E por falar em saudade…

Onde andam vocês?

Rafael Salles
3 min readJun 8, 2023

Duas tragédias, 34 anos de diferença. Ontem, perdemos Astrud Gilberto; hoje, em 89, perdíamos Nara Leão.

Unidas para além da bossa nova, Nara e Astrud foram amigas. De infância. Foi a capixaba quem apresentou João à cantora, ainda de sobrenome Weinert, seu futuro marido que então lhe daria ao seu estrelato o seu Gilberto. E era na sua sala, onde nasceu o gênero musical, que havia essas trocas.

Nara não limitou-se à bossa nova; chegou a alegar que a mesma lhe dava sono. Fez as pazes com esta no futuro, mas nunca ateou-se a nada, cantava o que bem lhe interessava e era o bastante. Hoje ainda subestimada por um Brasil que recusa-se a recordar de seus heróis, é sempre descoberta pelos jovens e velhos que, por mais inteirados que possam acreditar ser no mundo da MPB, acabam esquecendo das raízes dos cantinhos e violões.

Astrud sofreu de males parecidos com a ingratidão da pátria amada, idolatrada, salve salve.

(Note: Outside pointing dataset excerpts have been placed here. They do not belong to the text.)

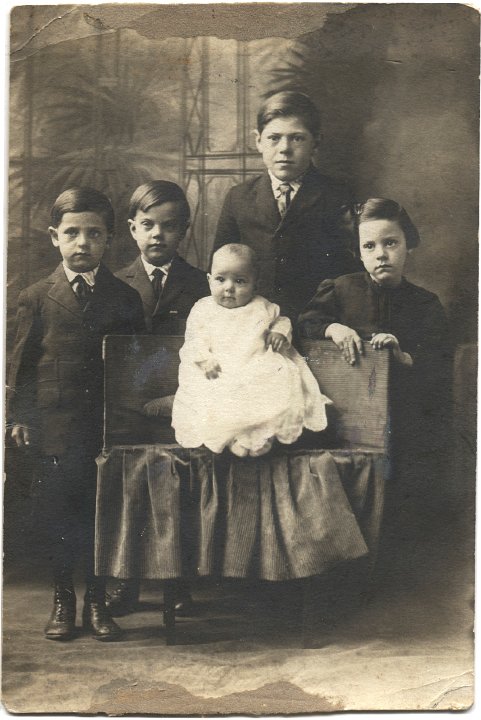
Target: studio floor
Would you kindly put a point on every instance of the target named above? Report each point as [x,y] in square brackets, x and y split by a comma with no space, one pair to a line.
[408,647]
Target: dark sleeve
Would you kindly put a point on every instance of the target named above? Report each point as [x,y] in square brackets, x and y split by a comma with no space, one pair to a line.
[227,228]
[22,381]
[320,312]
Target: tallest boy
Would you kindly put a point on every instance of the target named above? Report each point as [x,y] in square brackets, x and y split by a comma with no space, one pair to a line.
[289,214]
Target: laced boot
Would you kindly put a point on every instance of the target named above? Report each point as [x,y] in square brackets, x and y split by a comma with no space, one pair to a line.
[96,617]
[61,625]
[124,598]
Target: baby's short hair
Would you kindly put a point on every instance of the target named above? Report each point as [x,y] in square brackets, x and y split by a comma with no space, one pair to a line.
[83,199]
[290,103]
[379,209]
[244,252]
[158,192]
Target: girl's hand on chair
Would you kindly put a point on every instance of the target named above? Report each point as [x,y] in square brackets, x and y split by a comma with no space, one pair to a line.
[210,368]
[275,340]
[384,340]
[347,340]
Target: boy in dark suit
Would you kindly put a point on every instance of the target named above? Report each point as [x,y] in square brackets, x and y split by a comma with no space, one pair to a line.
[56,404]
[159,216]
[289,214]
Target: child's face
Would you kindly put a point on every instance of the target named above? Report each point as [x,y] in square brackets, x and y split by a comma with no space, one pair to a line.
[286,146]
[232,282]
[383,251]
[82,239]
[158,232]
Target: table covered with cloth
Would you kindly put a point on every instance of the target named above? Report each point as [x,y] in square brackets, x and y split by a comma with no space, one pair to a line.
[165,512]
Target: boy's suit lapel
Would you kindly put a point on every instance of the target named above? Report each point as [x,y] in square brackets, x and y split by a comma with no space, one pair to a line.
[139,280]
[176,280]
[61,292]
[310,193]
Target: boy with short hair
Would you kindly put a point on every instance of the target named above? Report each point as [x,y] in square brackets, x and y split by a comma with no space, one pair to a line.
[288,215]
[56,404]
[159,216]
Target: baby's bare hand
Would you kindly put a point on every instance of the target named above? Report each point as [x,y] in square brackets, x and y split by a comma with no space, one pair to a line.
[210,368]
[381,340]
[275,340]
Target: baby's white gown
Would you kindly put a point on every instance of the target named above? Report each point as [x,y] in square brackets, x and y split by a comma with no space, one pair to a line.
[259,395]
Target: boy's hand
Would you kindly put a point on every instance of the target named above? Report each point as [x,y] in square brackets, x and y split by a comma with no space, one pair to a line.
[21,435]
[347,340]
[382,340]
[160,407]
[275,340]
[210,368]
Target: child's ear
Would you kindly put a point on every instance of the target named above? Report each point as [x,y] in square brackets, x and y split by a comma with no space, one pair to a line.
[53,235]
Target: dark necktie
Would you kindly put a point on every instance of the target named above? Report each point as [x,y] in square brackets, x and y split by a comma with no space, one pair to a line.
[284,198]
[82,290]
[157,282]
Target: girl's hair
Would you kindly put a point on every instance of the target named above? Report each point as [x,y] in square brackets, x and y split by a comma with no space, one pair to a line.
[241,251]
[158,192]
[289,104]
[83,199]
[380,209]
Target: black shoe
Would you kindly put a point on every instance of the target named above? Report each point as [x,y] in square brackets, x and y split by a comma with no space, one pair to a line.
[61,625]
[124,598]
[184,607]
[96,617]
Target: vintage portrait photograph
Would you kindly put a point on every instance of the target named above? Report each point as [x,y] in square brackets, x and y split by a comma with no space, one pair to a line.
[240,358]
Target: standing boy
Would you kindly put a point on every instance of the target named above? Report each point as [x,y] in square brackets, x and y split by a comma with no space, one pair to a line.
[289,214]
[159,216]
[56,381]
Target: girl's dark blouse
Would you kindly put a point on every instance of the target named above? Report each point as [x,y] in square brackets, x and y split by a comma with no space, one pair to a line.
[419,394]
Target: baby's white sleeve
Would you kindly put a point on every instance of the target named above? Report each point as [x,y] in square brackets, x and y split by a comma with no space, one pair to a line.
[196,347]
[280,323]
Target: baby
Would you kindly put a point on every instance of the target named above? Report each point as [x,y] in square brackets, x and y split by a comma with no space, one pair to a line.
[241,383]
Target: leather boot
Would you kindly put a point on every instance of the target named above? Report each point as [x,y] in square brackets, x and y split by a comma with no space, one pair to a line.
[96,617]
[124,598]
[61,625]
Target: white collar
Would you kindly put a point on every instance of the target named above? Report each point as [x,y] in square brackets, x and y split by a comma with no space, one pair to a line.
[88,276]
[149,268]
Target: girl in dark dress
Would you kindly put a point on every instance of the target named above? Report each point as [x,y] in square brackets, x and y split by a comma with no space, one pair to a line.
[381,307]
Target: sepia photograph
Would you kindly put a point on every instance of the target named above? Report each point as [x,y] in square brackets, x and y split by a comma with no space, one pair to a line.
[240,352]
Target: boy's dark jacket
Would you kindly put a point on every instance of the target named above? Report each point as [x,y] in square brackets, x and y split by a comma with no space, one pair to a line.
[56,374]
[297,252]
[185,285]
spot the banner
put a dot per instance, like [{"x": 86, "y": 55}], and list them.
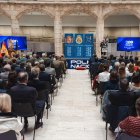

Completou 80 anos com lembranças limitadas, e desde sempre reconhecia em desabafo que seu sucesso era firme no estrangeiro mais do que em sua própria terra. A repercussão de sua morte, até então, não fora lá grande coisa em comparação aos seus feitos na história da música brasileira. Para os conhecedores do vira-latismo habitual: nenhuma grande novidade.

Mas enquanto Astrud desenrolava a bossa nova — e o jazz, além de outros gêneros sonoramente semelhantes — Nara a nada se segurou. Como cantava o que queria, se permitiu averiguar e conhecer de tudo um pouco. Subiu o morro e redescobriu o Brasil, que não se limitava à sala de sua casa. Deu voz, engrandeceu, participou. Foi artista e ativista ávida, sem papas na língua e disposta a encarar o que lhe viesse. Fazia jus ao sobrenome Leão, porém ao invés de rugido, a potência é sua voz suave, doce, como o cantar de um pássaro. Mas seu pássaro interior é outro: carcará selvagem que pega, mata e come. Quando canta, se transforma. Se desmusa — como afirmou Chico Buarque no verso do disco Vento de Maio. Dentre tantos poderes e tantas forças, paira além da certeza da ruindade do país de origem em insistir no esquecimento de quem pavimentou todo o caminho, a saudade. De quem já foi, e quem está indo.

Nara Lofego Leão faleceu aos 47 anos em solo brasileiro, o que asfaltou para os que viriam em seguida, em 7 de junho de 1989; Astrud Evangelina Weinert aos 83 em 5 de junho de 2023, em terras estadunidenses; estas, ainda que limitadas, conseguiram o feito de valorizá-la.